Acidly: Oh, joyous news from Fort Stewart! Army sergeant Quornelius Radford thought it’d be a great idea to shoot up his fellow soldiers, allegedly over a disagreement. Because nothing says “resolve conflict” like a personal 9mm handgun to the chest. He shot five comrades before being tackled—good luck, buddy, hope that court-martial goes well! Meanwhile, the military is scratching its head, wondering how he got that gun on base. Security? What’s that? Perfectly confident in the safety, of course. Enthralling.
Acidly: Eighty years ago, the U.S. decided to start a cozy little barbecue in Hiroshima, courtesy of a bomb named Little Boy. The Enola Gay dropped its payload on civilians—because who needs ethics in war? Roughly 210,000 folks either vaporized or got a long, painful exit due to radiation. Today, Hiroshima boasts a bustling population of 1.2 million. Meanwhile, global nuclear tensions are hotter than a summer's day. Great job solving the world’s problems, everyone—let's keep that chain reaction going!
Acidly: Sicily's long-anticipated bridge bonanza is back on, folks—50 years in the making! Italian officials are thrilled to announce a bridge connecting Sicily to the mainland that's estimated to cost a cool $15.6 billion. What could go wrong, right? Residents fear neighborhood chaos, while environmentalists doubt the structure won't be a mafia playground. As the bridge promises to be a "world-first," critics call it a lavish waste. Welcome to Italy, where infrastructure dreams come wrapped in red tape and questionable intent.
Acidly: Jen Pawol, the oh-so-inspiring first woman to umpire in MLB, is set to grace us with her presence at the Marlins-Braves games this weekend. Kudos to MLB for catching up—28 years after the NBA did it! Meanwhile, the NHL still drags its feet. With Rob Manfred patting her back and players like Trea Turner wishing her luck, at least she’s got the soft support of the boys' club. Let’s hope she’s not just a token; otherwise, this might just be another display of "inclusivity" with no substance. Enjoy the show!
Acidly: Oh joy, Wednesday’s back for season 2, just what we needed after a long, agonizing wait. Netflix blesses us with four episodes first, leaving us to suffer another month of anticipation. Critics seem to applaud the show’s minor improvements—up to an 82% on Rotten Tomatoes. Bravo! Meanwhile, audiences are fluttering around a lukewarm 69%. Sure, let's compare it to Squid Game’s slow descent into mediocrity. But don’t worry, folks! Netflix has already greenlit a third season since they love dragging things out. Can't wait for ten seasons of this delightful horror.

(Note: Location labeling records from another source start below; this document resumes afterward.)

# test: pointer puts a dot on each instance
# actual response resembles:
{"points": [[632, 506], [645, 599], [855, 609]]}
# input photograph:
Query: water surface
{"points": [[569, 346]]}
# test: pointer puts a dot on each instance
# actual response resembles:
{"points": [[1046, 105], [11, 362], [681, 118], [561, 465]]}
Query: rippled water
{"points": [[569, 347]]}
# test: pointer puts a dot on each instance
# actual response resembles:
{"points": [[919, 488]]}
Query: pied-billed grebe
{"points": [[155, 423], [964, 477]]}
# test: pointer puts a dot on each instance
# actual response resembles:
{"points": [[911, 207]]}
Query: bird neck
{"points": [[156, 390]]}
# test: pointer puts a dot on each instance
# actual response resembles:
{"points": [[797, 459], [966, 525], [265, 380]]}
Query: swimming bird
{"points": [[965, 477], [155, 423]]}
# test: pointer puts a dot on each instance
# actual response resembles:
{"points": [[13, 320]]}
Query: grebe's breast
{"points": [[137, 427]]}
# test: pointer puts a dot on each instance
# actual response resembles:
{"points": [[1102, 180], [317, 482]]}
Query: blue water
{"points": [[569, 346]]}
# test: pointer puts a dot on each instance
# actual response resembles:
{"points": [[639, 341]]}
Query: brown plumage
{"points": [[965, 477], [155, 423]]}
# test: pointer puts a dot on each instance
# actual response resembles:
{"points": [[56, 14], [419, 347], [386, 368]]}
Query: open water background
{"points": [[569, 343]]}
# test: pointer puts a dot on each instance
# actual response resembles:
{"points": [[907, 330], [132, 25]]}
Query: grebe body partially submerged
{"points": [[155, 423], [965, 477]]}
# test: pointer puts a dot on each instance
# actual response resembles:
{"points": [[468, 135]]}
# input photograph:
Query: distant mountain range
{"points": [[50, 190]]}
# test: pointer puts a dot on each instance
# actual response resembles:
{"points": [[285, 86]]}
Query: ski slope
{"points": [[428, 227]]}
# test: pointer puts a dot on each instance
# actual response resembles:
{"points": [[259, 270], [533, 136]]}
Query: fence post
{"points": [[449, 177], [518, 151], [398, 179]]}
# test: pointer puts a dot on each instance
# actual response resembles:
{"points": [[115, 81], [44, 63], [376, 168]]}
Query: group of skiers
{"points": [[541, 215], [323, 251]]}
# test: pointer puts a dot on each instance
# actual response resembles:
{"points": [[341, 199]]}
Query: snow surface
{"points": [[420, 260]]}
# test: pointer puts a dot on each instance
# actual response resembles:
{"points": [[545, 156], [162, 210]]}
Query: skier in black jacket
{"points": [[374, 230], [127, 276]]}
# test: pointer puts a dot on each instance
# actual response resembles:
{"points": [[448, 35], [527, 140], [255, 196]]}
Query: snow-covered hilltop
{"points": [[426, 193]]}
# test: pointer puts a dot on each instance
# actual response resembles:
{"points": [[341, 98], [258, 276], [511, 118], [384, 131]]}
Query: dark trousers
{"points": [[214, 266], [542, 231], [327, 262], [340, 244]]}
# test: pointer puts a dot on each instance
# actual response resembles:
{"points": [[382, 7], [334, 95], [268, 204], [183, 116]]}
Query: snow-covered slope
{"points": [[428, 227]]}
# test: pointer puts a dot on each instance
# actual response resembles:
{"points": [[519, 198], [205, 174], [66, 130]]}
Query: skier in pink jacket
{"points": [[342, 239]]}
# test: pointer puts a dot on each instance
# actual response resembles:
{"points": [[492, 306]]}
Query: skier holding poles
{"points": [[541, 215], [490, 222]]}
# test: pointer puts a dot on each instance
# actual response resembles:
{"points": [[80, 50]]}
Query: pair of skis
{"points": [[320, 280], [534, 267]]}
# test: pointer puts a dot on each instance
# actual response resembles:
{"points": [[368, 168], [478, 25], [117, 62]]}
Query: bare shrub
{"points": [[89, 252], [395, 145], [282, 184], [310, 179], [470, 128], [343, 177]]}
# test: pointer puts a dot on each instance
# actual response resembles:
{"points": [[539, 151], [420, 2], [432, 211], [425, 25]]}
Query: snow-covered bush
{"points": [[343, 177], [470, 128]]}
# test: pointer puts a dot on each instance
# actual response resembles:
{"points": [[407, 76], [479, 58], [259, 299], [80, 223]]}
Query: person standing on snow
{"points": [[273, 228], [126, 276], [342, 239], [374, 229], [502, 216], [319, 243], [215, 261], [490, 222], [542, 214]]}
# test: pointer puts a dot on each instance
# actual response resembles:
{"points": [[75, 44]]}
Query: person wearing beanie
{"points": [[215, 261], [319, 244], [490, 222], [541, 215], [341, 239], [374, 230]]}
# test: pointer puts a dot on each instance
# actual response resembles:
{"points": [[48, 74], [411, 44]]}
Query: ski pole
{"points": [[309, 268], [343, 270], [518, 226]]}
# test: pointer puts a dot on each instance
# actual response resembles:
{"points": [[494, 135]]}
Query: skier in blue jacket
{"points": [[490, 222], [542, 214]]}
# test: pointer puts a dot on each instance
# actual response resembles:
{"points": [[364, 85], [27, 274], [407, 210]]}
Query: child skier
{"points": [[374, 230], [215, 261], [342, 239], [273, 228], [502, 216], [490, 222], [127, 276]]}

Acidly: In a plot twist worthy of a bad sci-fi movie, researchers bumbled their way to discovering that sea star wasting disease is caused by a bacterial villain, Vibrio pectenicida, not the expected virus. This goo-generating plague has left billions of sea stars reduced to puddles, wreaking havoc on coastal ecosystems. Sunflower sea stars, the 39-inch predators, are now basically extinct, letting sea urchins party and munch their way through kelp forests. Welcome to ecological chaos, courtesy of science’s second chance at a biology test!
Acidly: United Airlines has made headlines again, this time for causing a nationwide travel meltdown thanks to a glitch in its weight and balance computer system—because who needs simple functionality when you can have chaos? They assured us that safety is their “top priority,” right after they've finished screwing over hundreds of passengers with 827 flight delays and 23 cancellations. Don’t worry, though; it’s definitely not a cyberattack. Keep your seat belts fastened while we wait for tech support to show up.
Acidly: In a groundbreaking stunt, researchers found that AI can now not only plan your calendar but ruin your life. Enter “promptware,” where a simple calendar appointment morphs into a malware masterpiece, tricking Google’s Gemini into turning your thermostat into a fiery sauna. Who knew saying "thank you" could trigger chaos? Google’s scrambling for fixes, but come on, in this tech circus, you're just a jester. Hope you’re ready for your charming AI overlord to mess with more than just your lights!
Acidly: In a brilliant move to stifle progress, the US Health and Human Services decided to wind down mRNA vaccine development. Apparently, those pesky vaccines that saved millions from severe illness aren't what we need anymore. HHS Secretary Robert F. Kennedy Jr. insists other, less effective platforms are the future. Experts are crying “pseudoscience agenda,” as we voluntarily march backward in the name of safety. Who needs innovation when you can just roll the dice on the next outbreak? Good luck, America!